Если у безликой высшей силы, которую все по старинке именуют провидением, имеется какое-то человеческое качество, то это, без сомнения, чувство юмора. По иронии провидения драбкинский доклад на форуме посвящался социальной ответственности представителей крупного бизнеса перед «этими»; идея, в сущности, не новая – «разумный эгоизм»: если хочешь быть уверенным в завтрашнем дне, если хочешь, чтобы твои дети, внуки легитимно и бесстрашно пользовались плодами твоих трудов, будь любезен позаботиться об элементарной сытости «социальных низов». Мы, бизнес, – собирался он сказать, – вели себя по отношению к рабочей косточке чрезмерно и необоснованно высокомерно; мы требовали от них тех же качеств, которыми наделены мы сами, но предпринимательская оборотистость – это врожденный дар, а не такое качество, которое можно развить. Предприимчивость и трудолюбие – не одно и то же; глупо требовать от ста пятидесяти миллионов россиян поголовно научиться торговать на Форексе; кто-то должен, извините, и мусор убирать. Если школьный учитель русского языка круглосуточно будет менять евро на йены, то он через полгода позабудет, чем Онегин отличается от Ленского, а Тургенев от Толстого – вроде оба с бородой. Нет, конечно, Драбкин против всякой уравниловки и распределиловки. Но на его предприятиях каяедый сотрудник – от главного инженера до простого рабочего – получает в зарплате четверть прибавочной стоимости; других зарплат в драбкинском «Базеле» попросту нет. И это не потому, что он такой добрый и щедрый – как раз напротив, потому что умный и жадный. Отдавая четверть, он этим покупает неприкасаемость своих активов, целого. Дальше Драбкин договаривался до того, что он лично не против введения прогрессивного налога на сверхприбыли: это будет жест доброй воли, который примирит верхи с низами. Не надо лживой толерантности, не надо популистских мер – давайте добьемся элементарного взаимоуважения. Да, станем чуть беднее, но в долгосрочной перспективе выиграем: каждый рубль, потраченный на медицину и образование рабочих, через десять лет принесет нам сотни долларов.

Он это (нет, подумать только!) собирался там, на форуме сказать. И вот на тебе! Получи! Кровопийце и вору Драбкину – смерть! Нет, это не народ – наказание. Битый час будешь говорить разумные, внятные вещи о взаимном уважении, о взаимной выгоде, но у этих «только» три спинномозговых рефлекса, три лампочки, которые, зажегшись, вызывают у них повышенное слюноотделение, – «евреи», «жулики-хапуги», «трудовой народ». Ты из кожи лезешь вон, убеждаешь, но ворвется в цех, в казарму, даже в офицерский штаб очередной неандерталец в вечной ленинской кепке и с ущербным каменистым шариковским лобиком, прогорланит вечное «Даешь!», «Бей!», «Долой!», и они пойдут за ним, а не за тобой. Господи, сколько поколений же должно смениться, сколько мегатонн воды должны отшлифовать вот эту неподатливую гальку, чтобы из русского сознания навечно вымылась, исчезла эта мысль – что богатство может быть нажито лишь неправедным путем?

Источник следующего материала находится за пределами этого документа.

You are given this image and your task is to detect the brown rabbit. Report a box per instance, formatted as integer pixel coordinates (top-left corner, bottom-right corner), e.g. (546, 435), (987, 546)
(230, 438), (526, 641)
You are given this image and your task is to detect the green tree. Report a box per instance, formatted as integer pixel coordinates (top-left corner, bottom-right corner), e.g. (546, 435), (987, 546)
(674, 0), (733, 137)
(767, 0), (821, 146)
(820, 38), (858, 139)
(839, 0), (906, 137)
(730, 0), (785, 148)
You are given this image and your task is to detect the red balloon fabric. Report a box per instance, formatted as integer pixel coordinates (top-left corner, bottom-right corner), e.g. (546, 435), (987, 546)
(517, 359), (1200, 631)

Когда объявили его выступление, он челноком сновал по коридору и ничего не слышал; ухо было прикрыто мобильником, голова занята дополнительной эмиссией на «Русском алюминии», которая должна была свести возможности мажоритарных акционеров предприятия к нулю и которую юридически обслуживали чрезвычайно ловкие ребята из компании «Инвеко».

Гриша только ступил на порог, только сделал десяток шагов по направлению к президиуму, как что-то лопнуло над головой, и Драбкин тут же был повержен на пол неотступной парочкой своих идеально вымуштрованных телохранителей; что-то тяжелое, живое навалилось сверху, широкая, мощная лапища плотно легла на мгновенно вспотевший Гришин затылок Может быть, его надпочечники и толкнули в кровь изрядную дозу адреналина, но субъективно страха он не испытал. Ни в первую секунду, ни тогда, когда подполковник Квасцов объявил о причине и цели визита. Вот этого пронзительно-острого ощущения собственной телесной малости и слабости не было, вот этого мгновенного леденящего удара отчаяния и бессилия, когда пять литров твоей крови стынут в жилах и сердце становится придушенным крысенком в чьей-то могучей горсти. Было только чувство унижения, стыда, обжигающей досады и обиды, что за ним, за Драбкиным, пришли вот эти скудоумные арманы с мотивацией, которая ничем не отличалась от побуждений пролетария с булыжником – весь мир насилья мы разрушим, кто был ничем, тот станет всем.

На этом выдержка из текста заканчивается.